Grad bramek na mrozie. Ruch – Polonia Łaziska 7:2

Mecz kontrolny Ruchu Radzionków, z liderem czwartej ligi, Polonią Łaziska Górne odbywał się na przenikliwym mrozie. Aby rozgrzeć siebie i kibiców, piłkarze obu drużyn musieli zaprezentować ofensywną grę. Polonia jednak długo nie miała argumentów by się przeciwstawić żółto-czarnym, stąd boczne boisku Stadionu Śląskiego w Chorzowie doczekało się prawdziwego gradu bramek.

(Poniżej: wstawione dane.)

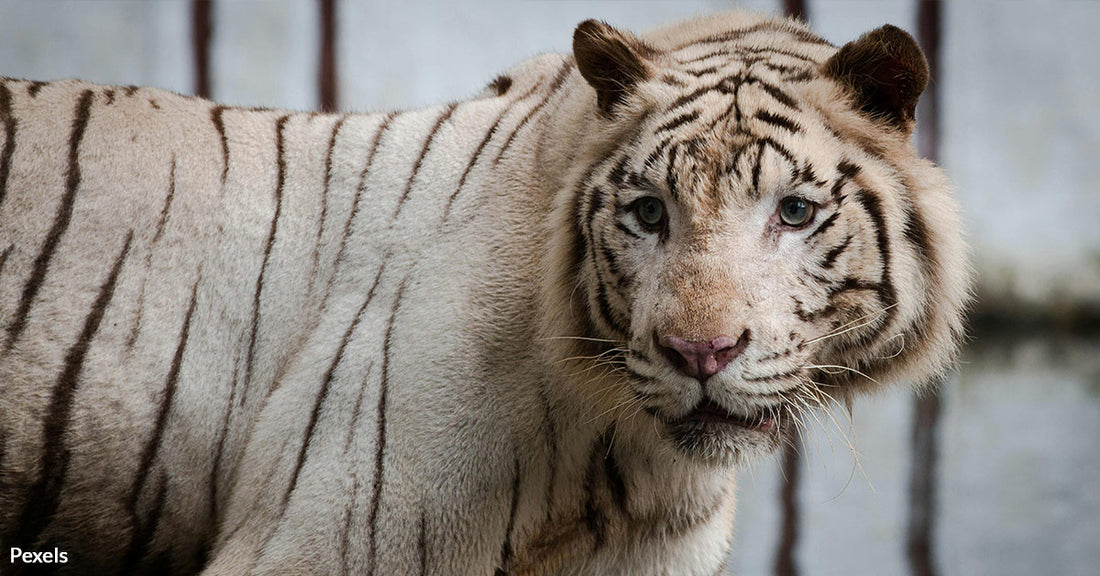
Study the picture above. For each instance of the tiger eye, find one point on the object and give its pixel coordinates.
(795, 211)
(650, 211)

W 4 minucie po szybkiej akcji Sebastian Gielza posłał piłkę przed bramkę, gdzie stał Marcin Kowalski. Pierwsza akcja meczu przyniosła pierwszego gola.
W 8 minucie było już 2:0, a akcja przypominała tę, po której padła pierwsza bramka. Tym razem wrzucał Marek Suker, a bliska, sytuacyjnie, do siatki futbolówkę wepchnął Miłosz Przybecki.

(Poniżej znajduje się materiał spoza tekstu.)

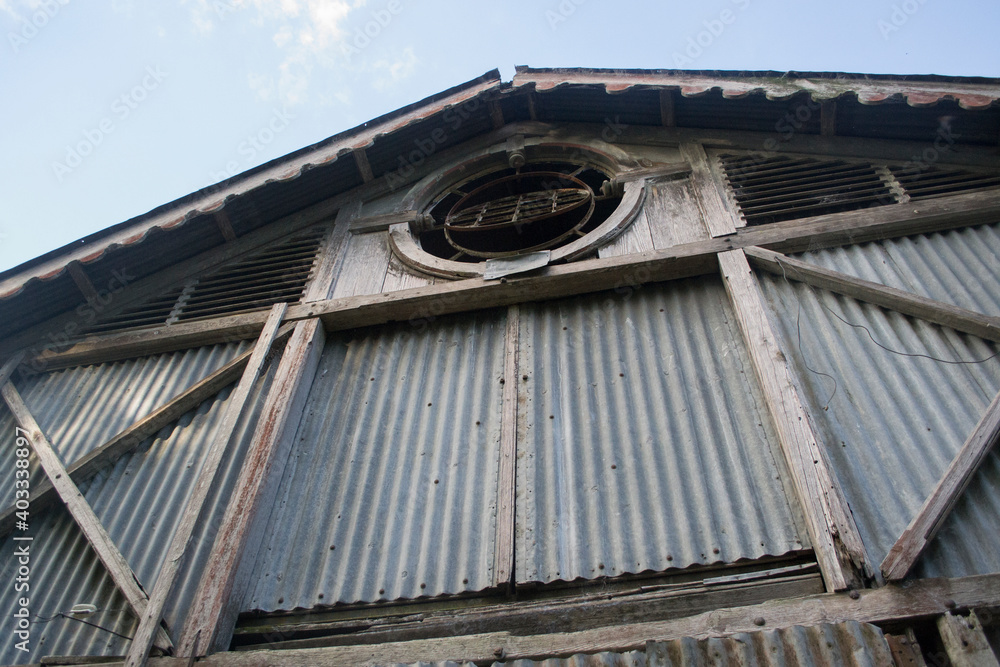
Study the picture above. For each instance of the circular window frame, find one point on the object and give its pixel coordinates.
(403, 237)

Na kolejnego gola trzeba było czekać zaledwie trzy minuty. Centrę z rzutu rożnego Piotra Łopucha strzałem głową sfinalizował testowany Przybecki.
Aktywny piłkarz z Opalenicy miał chrapkę na hat-tricka. Pierwszy jego strzał jednak łatwo obronił Marszałek, a drugi – w sytuacji sam na sam z bramkarzem Polonii – przeszedł tuż nad poprzeczką. Po koronkowej akcji Kowalski posłał kąśliwą piłkę przed bramkę, jednak na linii bramkowej dobrze interweniował obrońca czwartoligowca.
W 33 minucie centra z rzutu rożnego Łopucha zakończyła się dużym zamieszaniem w polu karnym. Najprzytomniej w nim zachował się Suker, który strzałem z woleja pokonał golkipera z Łazisk Górnych.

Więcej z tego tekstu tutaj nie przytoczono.